Baby Steps

A blog about programming, and tiny ways to improve it.

The Case for Deterministic Results

In my last post, I made the case against having a deterministic semantics. I’ve gotten a fair amount of feedback saying that, for a Web API, introducing nondeterminism is a very risky idea. Certainly the arguments are strong. Therefore, I want to take a moment and make the case for determinism.

Why determinism?

All things being equal, it’s clear that deterministic execution semantics are preferable. They’re easier to debug and they avoid the question of browser incompatibilities.

One interesting observation (most recently pointed out by Roc in this comment) is that while the intention of a nondeterministic ordering is to free up the implementor, what sometimes happens is that all people wind up relying on the behavior of one implementation, and then the others follow suit.

That said, there seem to be numerous examples of nondeterministic portions of JavaScript: the iteration order for properties, for example, or the order of callbacks to the comparator in Array.sort. But then there are plenty of examples of implementations being constrained by arbitrary behavior inherited from legacy interpreters. In any case, I am not an expert in these kind of nitty gritty cross-browser compatibility details.

If we did opt for nondeterministic semantics, it might be plausible to use a cheap PRNG like Xorshift in the sequential fallback so as to make it more likely that unwanted dependencies on execution ordering would be seen during testing (though, of course, this adds overhead too!).

What about performance?

It is true that nondeterministic semantics give maximum efficiency, but the magnitude of these performance gains is not entirely clear. In my previous post, for example, I stressed the behavior around bailouts. It is true that guaranteeing deterministic semantics will result in wasted work and in general make bailouts less efficient. However, it is also true that bailouts are the exceptional case: if things are working properly, they should only occur at the beginning of execution. Once sufficient type information has been gathered, parallel execution without bailouts should be the norm—unless of course it turns out the code is not parallelizable, either because it is impure or because it uses some unsupported language features, in which case we will simply use the sequential fallback from the start and not even attempt parallelism.

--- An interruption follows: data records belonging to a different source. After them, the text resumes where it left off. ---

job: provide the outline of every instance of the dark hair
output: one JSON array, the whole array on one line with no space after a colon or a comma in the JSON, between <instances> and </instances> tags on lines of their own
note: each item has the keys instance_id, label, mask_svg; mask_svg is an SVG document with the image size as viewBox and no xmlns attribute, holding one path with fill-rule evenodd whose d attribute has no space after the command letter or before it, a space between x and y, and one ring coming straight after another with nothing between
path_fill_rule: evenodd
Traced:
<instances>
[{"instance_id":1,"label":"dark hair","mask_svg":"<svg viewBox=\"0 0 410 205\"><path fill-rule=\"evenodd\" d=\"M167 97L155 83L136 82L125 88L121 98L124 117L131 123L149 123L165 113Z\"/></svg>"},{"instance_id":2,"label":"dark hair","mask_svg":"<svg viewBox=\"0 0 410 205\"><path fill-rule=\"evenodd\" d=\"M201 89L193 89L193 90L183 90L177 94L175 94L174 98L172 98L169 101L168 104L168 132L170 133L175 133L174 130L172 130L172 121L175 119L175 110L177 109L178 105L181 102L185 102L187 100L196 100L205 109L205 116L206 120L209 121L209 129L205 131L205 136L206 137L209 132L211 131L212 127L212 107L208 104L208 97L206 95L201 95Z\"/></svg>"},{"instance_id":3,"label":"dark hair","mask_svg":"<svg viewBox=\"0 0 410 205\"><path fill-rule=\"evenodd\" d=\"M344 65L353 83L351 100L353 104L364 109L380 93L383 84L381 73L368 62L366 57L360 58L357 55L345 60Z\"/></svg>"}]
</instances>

So, at least in the case of functions like map(), efficiency in the steady state should not be negatively impacted by deterministic semantics, presuming that the kernel function is pure.

But what about reduce, scan, and scatter?

As I wrote in the previous post, the current semantics of ParallelArray are inconsistent. They give deterministic results for map() but not for reduce(), scan(), or scatter(). The core problem here is that the standard sequential ordering for reduce() (i.e., left-to-right) is inherently sequential—and the most efficient ordering will depend on the precise implementation strategy (how many worker threads are involved, etc). But, at the cost of some efficiency, we can choose a deterministic ordering that still permits parallel execution.

For reduce, a good ordering might be to evaluate in a tree-like fashion. So we would first reduce indices 0 and 1, then 2 and 3, 4 and 5, and so on, resulting in an array with length N/2. We can then repeat the reduction until the result has length 1. If at any step we get an array with an odd length, we can reduce the final element in with the final pair. A similar ordering can be used for scan, though the need to preserve intermediate results creates complications.

The scatter operation, at least when a conflict function is provided, is much more difficult to parallelize. I think that the only way it is possible is to make each thread walk the entire list of targets but only process writes to a specific subset of the array. If no conflict function is provided, or if the conflict function is one that is known to be associative and commutative (such as integer addition—though not floating point, sadly), then parallelization of scatter is also relatively straightforward.

So what’s the right thing to do?

At this point, the answer is probably “measure” or perhaps “wait and see”. I am somewhat concerned though about basing too many decisions on the performance of our current implementation, both because it has not been heavily optimized and because it is only one model of execution (parallel worker threads). But we’ve got to go on something.

If the API were designed for me personally to use, I would want it to have nondeterministic semantics. This gives maximum flexibility to the implementation without opening the door to data races. However, I am certainly appreciative of the concerns regarding debugability—performance is not everything!